This paper describes our current research investigating the use of the video game Portal 2 (Valve 
Corporation) as a vehicle to assess and ultimately support problem solving skills in high school students. The 
reason this research is important is because in today’s interconnected world, being able to solve complex 
problems is, and will continue to be of great importance. However, students today are not receiving adequate 
practice solving such problems. Instead, they are exposed to problems that tend to be sterile and flat in 
classrooms and experimental settings (e.g., math word problems, Tower of Hanoi). Also, learning and 
succeeding in a complex and dynamic world is not easily or optimally measured by traditional types of 
assessment (e.g., multiple-choice responses, self-report surveys).
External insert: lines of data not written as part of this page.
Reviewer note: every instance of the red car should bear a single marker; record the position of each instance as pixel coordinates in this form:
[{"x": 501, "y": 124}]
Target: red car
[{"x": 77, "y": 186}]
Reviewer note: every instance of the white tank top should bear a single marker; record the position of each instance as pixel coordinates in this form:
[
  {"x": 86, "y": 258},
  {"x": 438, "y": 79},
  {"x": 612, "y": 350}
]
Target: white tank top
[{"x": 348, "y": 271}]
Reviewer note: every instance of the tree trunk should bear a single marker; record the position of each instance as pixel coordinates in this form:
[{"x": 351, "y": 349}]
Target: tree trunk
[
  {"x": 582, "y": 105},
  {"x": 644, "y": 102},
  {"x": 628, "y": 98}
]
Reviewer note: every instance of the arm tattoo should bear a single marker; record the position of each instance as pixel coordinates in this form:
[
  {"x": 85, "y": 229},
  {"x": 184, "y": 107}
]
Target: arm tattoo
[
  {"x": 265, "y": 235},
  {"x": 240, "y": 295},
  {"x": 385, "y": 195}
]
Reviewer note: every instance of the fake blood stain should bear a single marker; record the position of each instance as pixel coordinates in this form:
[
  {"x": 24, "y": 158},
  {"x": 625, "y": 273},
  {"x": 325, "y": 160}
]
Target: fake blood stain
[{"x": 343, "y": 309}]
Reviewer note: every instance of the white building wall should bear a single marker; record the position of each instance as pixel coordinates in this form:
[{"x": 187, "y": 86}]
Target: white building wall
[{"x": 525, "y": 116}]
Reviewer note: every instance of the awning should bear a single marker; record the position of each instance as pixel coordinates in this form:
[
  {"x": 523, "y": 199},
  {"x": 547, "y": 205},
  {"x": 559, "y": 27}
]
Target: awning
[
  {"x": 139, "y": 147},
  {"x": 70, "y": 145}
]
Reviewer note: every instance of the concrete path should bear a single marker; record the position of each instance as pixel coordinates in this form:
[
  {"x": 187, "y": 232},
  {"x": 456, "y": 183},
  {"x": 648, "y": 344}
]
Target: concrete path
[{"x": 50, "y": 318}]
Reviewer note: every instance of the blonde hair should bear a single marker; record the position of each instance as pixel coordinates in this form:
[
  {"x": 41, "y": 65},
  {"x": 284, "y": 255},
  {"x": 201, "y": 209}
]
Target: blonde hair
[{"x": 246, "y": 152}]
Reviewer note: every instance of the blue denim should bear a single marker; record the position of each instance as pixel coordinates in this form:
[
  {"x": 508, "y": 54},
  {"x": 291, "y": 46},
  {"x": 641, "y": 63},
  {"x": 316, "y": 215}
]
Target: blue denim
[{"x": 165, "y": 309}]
Instead, we need to re-think assessment, 
identifying skills relevant for the 21st century — such as complex problem solving — and then figuring out 
how best to assess students’ acquisition of the skills. 

The organization of our short paper is as follows. We begin with a brief review of problem solving skills. 
Next, we discuss assessment in games focusing on a systematic approach for designing valid performance- 
based assessments (i.e., evidence-centered design). This is followed by our study design and outcome 
measures. We conclude with ideas for future research in the area. 

1.1 Literature Review 

1.1.1 Problem Solving Ability 

Problem solving has been studied extensively by researchers for decades (e.g., Gagne 1959; Jonassen 2003; 
Newell & Shaw 1958). It is generally defined as “any goal-directed sequence of cognitive operations” 
(Anderson 1980, p. 257) and is regarded as one of the most important cognitive skills in any profession as 
well as in everyday life (Jonassen 2003). There are several characteristics of problem solving as identified by 
Mayer and Wittrock (1996): (a) it is a cognitive process; (b) it is goal directed; and (c) the complexity (and 
hence difficulty) of the problem depends on one’s current knowledge and skills.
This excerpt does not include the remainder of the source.